In the two sound systems, the primary information is entirely distinct — it’s the sound. In the computer, the primary information (the bit groups) is also entirely distinct. In all three cases, it’s easy to extract that information and realize it in a different system.
The light circuit and the car engine don’t have such distinct information.
In the previous post, I said their information was, respectively, whether the light was on or off and the rotations and torque. (To be honest, that was a bit of a stretch, and I wondered if anyone would call me on it.)
It is difficult, certainly with the engine, to clearly identify the primary information, let alone its path. There’s a lot of information we can point to, but nothing as strong as the audio signal or computer bits.
This is why audio systems and computers are clearly Information Systems, but a light circuit and a car engine seem much less so (even though, as I mentioned, they do have plenty of information in them and can fall under the broader umbrella).
Emulation or simulation, in all cases, when we look at the primary information in these systems, what we see is numbers.

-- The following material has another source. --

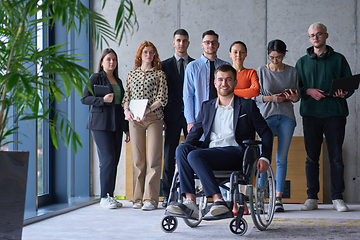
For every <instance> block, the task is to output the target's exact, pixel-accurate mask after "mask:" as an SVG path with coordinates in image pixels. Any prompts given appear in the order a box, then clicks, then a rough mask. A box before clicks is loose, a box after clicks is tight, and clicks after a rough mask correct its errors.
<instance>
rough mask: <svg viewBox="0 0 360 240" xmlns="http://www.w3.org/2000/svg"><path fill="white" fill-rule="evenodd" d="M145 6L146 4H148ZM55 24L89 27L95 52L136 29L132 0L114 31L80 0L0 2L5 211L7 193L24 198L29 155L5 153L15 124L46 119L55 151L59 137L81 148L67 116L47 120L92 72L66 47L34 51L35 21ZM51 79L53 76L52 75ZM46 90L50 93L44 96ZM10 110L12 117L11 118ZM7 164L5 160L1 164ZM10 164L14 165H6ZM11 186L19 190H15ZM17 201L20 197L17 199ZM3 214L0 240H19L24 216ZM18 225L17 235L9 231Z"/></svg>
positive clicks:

Without a map, they bear no obvious relationship to the physical signal — they are entirely arbitrary.
As I said in the opening, these systems convert physical quantities to numbers and numbers into physical quantities. They do a transformation of information using an arbitrary map.
This is a key difference between the physical systems described last time and the numeric systems described this time. Physical systems don’t convert magnitudes to numbers or do numeric operations on numbers.
Stay emulated, my friends!